Je file à l'extérieur profitant des derniers rayons de soleil. Si la tempête arrive, elle ne sera pas immédiate. Nous commençons à composer le corps, il y a tellement de neige que c’est un jeu d'enfant. Otello nous a accompagnés, assis sur le perron. Je fouille dans les photos qui remplissent mon portable pour montrer ma chienne Anouchka dans les Alpes avec mon père. Puis j’immortalise notre œuvre d'un selfie. Le chien est venu prendre place à nos côtés.
- Comme ça ton papa verra qu’on s’occupe bien de toi et que tu n’es pas tout seul, me dit Louise en serrant dans mes bras.

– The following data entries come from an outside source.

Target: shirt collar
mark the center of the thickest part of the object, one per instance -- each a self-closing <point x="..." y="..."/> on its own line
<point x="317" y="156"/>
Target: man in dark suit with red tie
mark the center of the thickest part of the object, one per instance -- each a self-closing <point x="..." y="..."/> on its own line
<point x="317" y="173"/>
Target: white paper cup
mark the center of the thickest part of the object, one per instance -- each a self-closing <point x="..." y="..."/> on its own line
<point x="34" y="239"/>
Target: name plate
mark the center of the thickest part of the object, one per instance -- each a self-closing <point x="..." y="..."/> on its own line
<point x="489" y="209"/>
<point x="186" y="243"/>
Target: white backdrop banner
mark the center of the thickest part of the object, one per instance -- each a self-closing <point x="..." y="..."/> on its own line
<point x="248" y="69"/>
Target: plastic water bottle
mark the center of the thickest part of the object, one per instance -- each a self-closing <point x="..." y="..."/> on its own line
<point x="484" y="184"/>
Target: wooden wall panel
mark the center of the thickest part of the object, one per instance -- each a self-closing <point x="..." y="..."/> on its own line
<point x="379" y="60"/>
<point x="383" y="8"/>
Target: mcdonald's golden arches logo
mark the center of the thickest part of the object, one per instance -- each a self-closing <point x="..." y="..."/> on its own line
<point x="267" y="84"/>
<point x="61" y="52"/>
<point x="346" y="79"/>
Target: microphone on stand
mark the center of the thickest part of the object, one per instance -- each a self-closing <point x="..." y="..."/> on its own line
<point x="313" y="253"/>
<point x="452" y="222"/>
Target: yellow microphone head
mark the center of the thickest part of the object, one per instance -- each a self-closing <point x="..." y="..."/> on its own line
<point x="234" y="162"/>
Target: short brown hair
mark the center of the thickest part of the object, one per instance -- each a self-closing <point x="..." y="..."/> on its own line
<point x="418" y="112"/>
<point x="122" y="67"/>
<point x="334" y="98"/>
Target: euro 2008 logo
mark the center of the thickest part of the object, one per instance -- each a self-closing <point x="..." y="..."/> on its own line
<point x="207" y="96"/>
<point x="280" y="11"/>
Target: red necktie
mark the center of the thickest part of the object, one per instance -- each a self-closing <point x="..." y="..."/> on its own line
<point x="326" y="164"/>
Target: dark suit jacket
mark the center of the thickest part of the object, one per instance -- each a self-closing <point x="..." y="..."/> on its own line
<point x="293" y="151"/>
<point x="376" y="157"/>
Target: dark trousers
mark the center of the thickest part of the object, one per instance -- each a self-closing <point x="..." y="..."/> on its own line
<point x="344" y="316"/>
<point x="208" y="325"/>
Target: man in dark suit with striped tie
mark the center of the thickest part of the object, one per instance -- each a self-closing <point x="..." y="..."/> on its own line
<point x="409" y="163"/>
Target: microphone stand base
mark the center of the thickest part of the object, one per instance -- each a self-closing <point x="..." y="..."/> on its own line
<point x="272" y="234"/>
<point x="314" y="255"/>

Une fois le bonhomme de neige terminé, nous attendons la validation du reste de la famille et obtenons des applaudissements fournis. La fillette fait une révérence afin de les remercier. Lucas me rejoint pour prendre des clichés et tend l’appareil à son père pour nous prendre en photo. La nuit est tombée apportant avec elle son ballet lumineux d'étoiles scintillantes en accord avec les guirlandes du toit. Nous regardons les premiers flocons se mêler à la fête et rentrons au chaud.
Après une soupe de potimarron et une dernière part de cookie avec un chocolat chaud, nous accompagnons Louise pour lui lire une histoire de princes et princesses. Blottie entre nous deux, Otello au pied du lit, la demoiselle ne tarde pas à s’endormir sans nous avoir fait promettre de revenir la revoir. Les fêtes approchent, le calendrier est bien rempli, pourtant il m'est impossible de refuser une telle demande.
De retour dans le salon, nous retrouvons les parents calés dans le canapé sous un plaid, ils regardent une série. Nous leur souhaitons une bonne nuit et nous éclipsons. La porte de la chambre de Lucas s'ouvre sur une pièce aux murs vert prairie.
- Ne te moque pas, me taquine Lucas.
- Pourquoi ? demandé-je, innocemment.
- Pour la couleur.
- Je l’adore, du moment où j’ai posé sur le mur de ton appartement les premiers coups de pinceaux, j’ai su que je ne pourrai l’oublier.
- Merci Zach d'être entré dans ma vie, dit-il en me serrant dans ses bras avant de me pousser sur le lit.
- Tu m'emmèneras les voir ces étendues vertes ?
- Quand tu veux.
Je remonte la couverture sur nos corps alanguis et peux sentir son souffle sur ma peau. Dans la quiétude de cette douce nuit, je m’endors heureux dans les bras de mon cher et tendre Lucas.